Abstract
This
paper describes a new interface for interactive sound spatialisation by the
public over three-dimensional (3-D) loudspeaker arrays. The interface uses ultrasound
to implement an adaptation of F. R. Moore's General Model for Spatial Processing
of Sounds and offers clear ergonomic and computational advantages over existing
strategies. It is designed for use by non-trained individuals but could be equally
useful in a performance context especially where the performer is remote from
the projected sound field.
1 Introduction
The design of expressive public interactive music
installations obligates an approach centred on guiding the public through specific
sets of activities. An activity-based approach is necessary to elicit appropriate
music generating behaviour from participants. Physical restrictions on the actions
of participants are generally needed to keep behaviour within functional bounds.
In addition, where adequate restraint of behaviour is unfeasible, it may also
be necessary for designers to rationalise the sensitivity of sound generating
mechanisms.
First-time users of interactive installations may not fully recognise the relationship
between their own actions and the resulting sound. Hence, designers of public
interactive works must establish potent techniques to facilitate rapid cognition
in participants. It is important that participants are aware of the consequences
of their actions, as it is through informed behaviour that composers can best
communicate aesthetic material in an interactive context.
This paper will discuss a new method for interactive sound spatialisation by
the public. The system has been devised for The Talking Chair [Mott, 1995],
an interactive sound installation that enables non-trained individuals to manipulate
compositional algorithms and control the 3-D motion of a virtual sound object
around their body. We have developed a design with strong spatialised visual
reference points to aid the first-time user in interactive sound spatialisation.
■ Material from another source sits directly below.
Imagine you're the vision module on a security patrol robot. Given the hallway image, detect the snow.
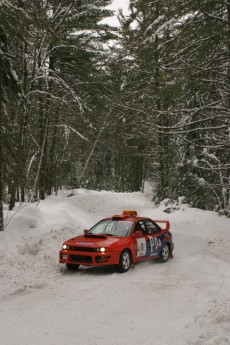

While the interface is designed to control both music generating algorithms
and the spatialisation of sound objects, discussion of the compositional element
is beyond the scope of this paper.
2 Earlier Design
Our current work is performed as part of an ongoing
investigation into interactive music. In collaborations with designers and animators
we have produced works exploring spatial sound manipulation by the public. Squeezebox
was made after The Talking Chair in 1994 and was produced in part to examine
the use of restricted movement in public interaction. Unlike The Talking Chair
which allows unhindered spatial gestures within a given region, the Squeezebox
interface utilises four pneumatic pistons to insure smooth gestures from the
public.
The impetus for designing a new spatial controller came from a need to readdress
human factors associated with The Talking Chair. The first 1994 version of the
installation (Figure: 1) implemented John Chowning's [1977] theories of moving
sound simulation and used an ultra-sound wand device as an interface. A single
seated participant moved the wand through a cubic zone above the lap to control
the motion of sound. Ultra-sound pulses transmitted from the wand were picked
up by three fixed receivers and gestures were mapped in the form of cartesian
coordinates. A mirrored display cabinet was situated in front of the listener
as a visual aid to the spatial navigation of sound. The viewing cabinet, using
a magic box technique [Popular Mechanics Co., 1913], displayed the illuminated
wand tip as a glowing ball moving about a reflected image of the participants
head. The position of the ball relative to the head corresponded to the perceived
position of sound in the space surrounding the listener.

Regrettably,
while the magic box system worked effectively, its use required detailed written
explanation and some practice. We found that few people in museum environments
fully read the detailed diagrams and as a result, the cabinet often proved confusing
and distracting. The complexity of the interface also lead a few individuals
to believe that the cabinet itself was the object of the interaction! The magic
box display, in addition, requires a degree of control over ambient lighting
that is not alway practical in many public spaces. A simplification of approach
was in order.
3 Methodology
In attempting to remedy shortcomings in our original
human-machine interface our two main aims were to a) efficiently map the spatial
gestures of participants to factors simulating the spatial motion of sound and
b) provide an interface design that explicitly informs the participant of the
spatial relationship between their body and the virtual sound object.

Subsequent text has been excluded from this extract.